We have started a project with the Department of Social Protection to enhance links. During the course of next year we will reduce our reliance on people having to submit information on Department of Social Protection benefits as we will be able to obtain it directly from the Department.
Deputy Seamus Healy has mentioned that call takers may not be able to see the additional information required. In the past few weeks we have enhanced the system and all additional information coming to us is scanned such that call takers can see exactly what information has been submitted. If somebody sends evidence of a payslip or of whatever was missing in the first instance, it will be available to the call taker if somebody calls to ask if the information has been received. They can then say "Yes" and give an indication as to when the application will be processed and a decision made for communication to the individual concerned.

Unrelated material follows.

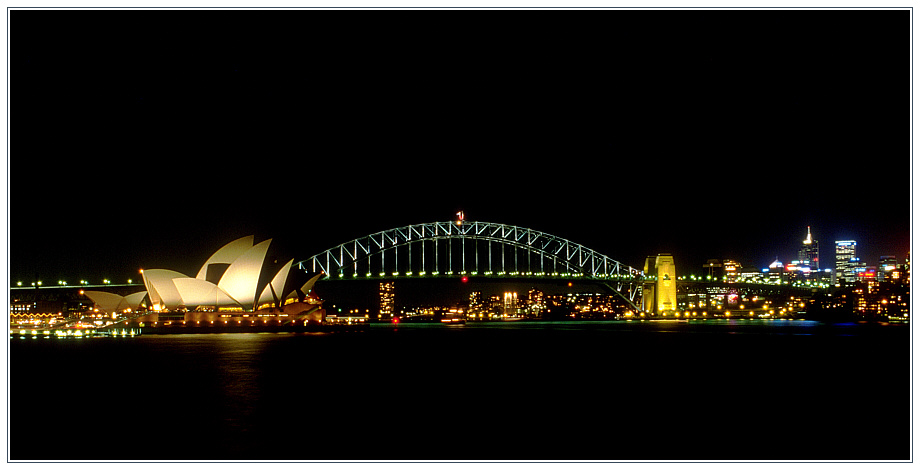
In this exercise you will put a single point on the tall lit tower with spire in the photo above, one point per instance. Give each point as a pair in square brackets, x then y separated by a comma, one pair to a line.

I thank Ms Hoey for being here and making a very comprehensive and thorough presentation. I thank Ms McArdle, Mr. Healy and Mr. Hennessy. I also thank the staff of the primary care reimbursement service, PCRS. As Deputy Peter Fitzpatrick correctly noted, we have been out there twice and the level of engagement and discourse has been particularly strong. The process has been a two-way street. I ask the delegates to convey to their colleagues and staff our sincere thanks, not just for their diligence and commitment but also for their courtesy and the way in which they carry out their business. People are wrongly often critical of public servants behind a veil of anonymity, but the staff of the PCRS do a tremendous job. I convey my thanks and those of the committee to them. I am sure everybody knows that medical card issues are some of the most common about which we hear in our constituency offices. I wish everybody a prosperous and happy Christmas and thank the delegates for being here. Committee members can have a lie-in tomorrow as we will not be meeting until 11.15 a.m.